Bitcoin (BTC)

Overview

Bitcoin is a Peer-to-Peer Electronic Cash System designed to enable trustless, censorship-resistant, and borderless value exchange without reliance on central authorities. It introduced decentralized digital money and established the foundation for the entire blockchain and cryptocurrency ecosystem.

  • Launch Year: 2009
  • Origin: Original
  • Team: Satoshi Nakamoto (unknown)

Technical Details

  • Distributed Ledger Technology: Blockchain
  • Consensus Protocol: Proof of Work (PoW)
  • Consensus Mechanism: Nakamoto Consensus
  • Hashing Algorithm: SHA-256
  • Block Time: 10 minutes
  • Transaction Finality: ≈ 60 minutes (after 6 confirmations, standard for high-value transactions)
  • Max TPS Achieved: ≈ 7 TPS
  • Theoretical TPS Capacity: ≈ 10 TPS
  • Average Transaction Fee: ≈ $5 (varies with network congestion)

Tokenomics

  • Circulating Supply: ≈ 19,932,587 BTC
  • Max Supply: 21,000,000 BTC
  • Distribution Model: Fair launch with no pre-mine, ICO, or VC allocation.
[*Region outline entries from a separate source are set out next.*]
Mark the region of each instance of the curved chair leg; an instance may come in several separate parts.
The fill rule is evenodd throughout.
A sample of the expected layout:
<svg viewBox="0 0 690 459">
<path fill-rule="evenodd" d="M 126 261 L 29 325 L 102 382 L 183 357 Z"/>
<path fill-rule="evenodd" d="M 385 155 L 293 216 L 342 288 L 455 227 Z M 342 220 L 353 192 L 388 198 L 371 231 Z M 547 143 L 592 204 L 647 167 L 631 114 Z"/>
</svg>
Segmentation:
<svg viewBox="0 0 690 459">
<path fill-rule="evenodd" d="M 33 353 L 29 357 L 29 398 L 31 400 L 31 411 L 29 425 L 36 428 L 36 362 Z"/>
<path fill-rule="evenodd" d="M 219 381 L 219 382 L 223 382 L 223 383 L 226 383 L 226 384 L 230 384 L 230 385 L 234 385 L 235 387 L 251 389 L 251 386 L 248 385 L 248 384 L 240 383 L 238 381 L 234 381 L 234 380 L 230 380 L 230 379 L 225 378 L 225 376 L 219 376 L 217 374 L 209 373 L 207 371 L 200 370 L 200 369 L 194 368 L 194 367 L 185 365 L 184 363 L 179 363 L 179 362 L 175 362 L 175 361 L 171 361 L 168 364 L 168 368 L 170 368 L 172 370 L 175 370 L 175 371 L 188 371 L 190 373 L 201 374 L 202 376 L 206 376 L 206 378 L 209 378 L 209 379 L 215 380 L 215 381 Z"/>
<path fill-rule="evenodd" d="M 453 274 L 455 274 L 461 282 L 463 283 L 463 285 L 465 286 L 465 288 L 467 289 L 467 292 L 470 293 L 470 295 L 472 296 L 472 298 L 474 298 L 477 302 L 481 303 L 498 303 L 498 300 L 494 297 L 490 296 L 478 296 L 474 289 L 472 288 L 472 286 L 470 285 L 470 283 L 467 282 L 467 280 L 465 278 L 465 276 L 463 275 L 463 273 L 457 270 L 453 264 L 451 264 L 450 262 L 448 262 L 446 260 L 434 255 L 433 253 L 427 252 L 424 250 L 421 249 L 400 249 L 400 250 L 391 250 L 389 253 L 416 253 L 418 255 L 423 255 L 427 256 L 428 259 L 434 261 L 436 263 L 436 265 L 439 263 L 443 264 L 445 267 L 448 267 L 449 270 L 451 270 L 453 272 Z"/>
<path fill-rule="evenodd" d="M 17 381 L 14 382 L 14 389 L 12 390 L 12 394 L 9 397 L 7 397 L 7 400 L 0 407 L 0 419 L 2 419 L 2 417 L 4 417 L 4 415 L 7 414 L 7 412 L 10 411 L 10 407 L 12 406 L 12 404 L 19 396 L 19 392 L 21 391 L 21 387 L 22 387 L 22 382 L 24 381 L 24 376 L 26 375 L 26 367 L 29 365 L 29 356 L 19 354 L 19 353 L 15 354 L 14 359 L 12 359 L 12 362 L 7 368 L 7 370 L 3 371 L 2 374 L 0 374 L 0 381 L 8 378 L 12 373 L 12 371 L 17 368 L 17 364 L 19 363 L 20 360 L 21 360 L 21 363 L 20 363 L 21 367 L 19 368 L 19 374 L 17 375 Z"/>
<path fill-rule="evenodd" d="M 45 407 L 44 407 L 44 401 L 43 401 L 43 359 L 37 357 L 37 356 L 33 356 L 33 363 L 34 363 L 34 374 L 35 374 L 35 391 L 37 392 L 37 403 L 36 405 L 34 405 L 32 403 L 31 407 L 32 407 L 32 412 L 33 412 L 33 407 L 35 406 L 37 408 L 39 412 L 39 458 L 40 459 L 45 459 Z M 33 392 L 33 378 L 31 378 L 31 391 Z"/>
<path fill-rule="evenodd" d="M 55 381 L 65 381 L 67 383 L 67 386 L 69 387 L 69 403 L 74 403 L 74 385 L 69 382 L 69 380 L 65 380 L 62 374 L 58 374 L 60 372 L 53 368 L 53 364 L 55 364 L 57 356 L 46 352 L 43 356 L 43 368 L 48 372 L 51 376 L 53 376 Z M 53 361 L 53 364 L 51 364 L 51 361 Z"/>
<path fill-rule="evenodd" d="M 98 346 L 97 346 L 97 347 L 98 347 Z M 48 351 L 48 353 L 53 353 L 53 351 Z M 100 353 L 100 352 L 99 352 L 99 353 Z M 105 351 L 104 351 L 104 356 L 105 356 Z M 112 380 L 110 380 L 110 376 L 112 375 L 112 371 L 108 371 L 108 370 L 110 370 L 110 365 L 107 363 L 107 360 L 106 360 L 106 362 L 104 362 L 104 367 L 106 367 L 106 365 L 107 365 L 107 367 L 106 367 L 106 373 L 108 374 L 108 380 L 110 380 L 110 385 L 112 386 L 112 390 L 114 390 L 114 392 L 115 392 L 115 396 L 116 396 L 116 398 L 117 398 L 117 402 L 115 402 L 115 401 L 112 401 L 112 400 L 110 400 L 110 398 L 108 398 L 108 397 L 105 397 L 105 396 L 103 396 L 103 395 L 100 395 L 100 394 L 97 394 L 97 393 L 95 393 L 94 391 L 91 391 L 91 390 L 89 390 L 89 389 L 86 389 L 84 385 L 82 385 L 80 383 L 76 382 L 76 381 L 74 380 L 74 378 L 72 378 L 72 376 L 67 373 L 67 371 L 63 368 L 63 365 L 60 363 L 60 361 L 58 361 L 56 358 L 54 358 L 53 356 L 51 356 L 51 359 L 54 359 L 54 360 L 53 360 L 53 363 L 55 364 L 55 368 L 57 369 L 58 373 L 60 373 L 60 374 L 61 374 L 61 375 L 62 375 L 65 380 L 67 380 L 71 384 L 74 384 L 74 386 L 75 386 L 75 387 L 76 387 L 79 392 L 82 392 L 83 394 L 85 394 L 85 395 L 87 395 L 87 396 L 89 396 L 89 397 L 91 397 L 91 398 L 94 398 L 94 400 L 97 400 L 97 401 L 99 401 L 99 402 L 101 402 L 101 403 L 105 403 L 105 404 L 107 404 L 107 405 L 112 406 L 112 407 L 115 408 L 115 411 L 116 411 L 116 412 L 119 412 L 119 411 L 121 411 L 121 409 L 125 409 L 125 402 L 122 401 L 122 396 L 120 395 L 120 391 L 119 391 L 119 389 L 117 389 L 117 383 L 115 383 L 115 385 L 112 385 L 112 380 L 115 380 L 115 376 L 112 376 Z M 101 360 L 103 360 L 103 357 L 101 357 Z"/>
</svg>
Early mining rewarded participants from day one. Block rewards halve every 210,000 blocks (~4 years).
  • Issue Price: $0.003 (first market price in 2010)

Decentralization

High — Bitcoin is open-source and permissionless, allowing anyone to mine, run nodes, and contribute to development without central control.

Security

High — Secured by the largest Proof of Work network with immense hashpower and over a decade of operation. The only notable event was a temporary chain split in 2013 due to a version incompatibility, resolved within hours.

Energy Efficiency

Low — Bitcoin's Proof of Work mining consumes significant energy, estimated around 130–180 TWh per year (≈0.6% of global electricity). Each transaction can indirectly represent 400–800 kWh of energy usage due to global miner competition.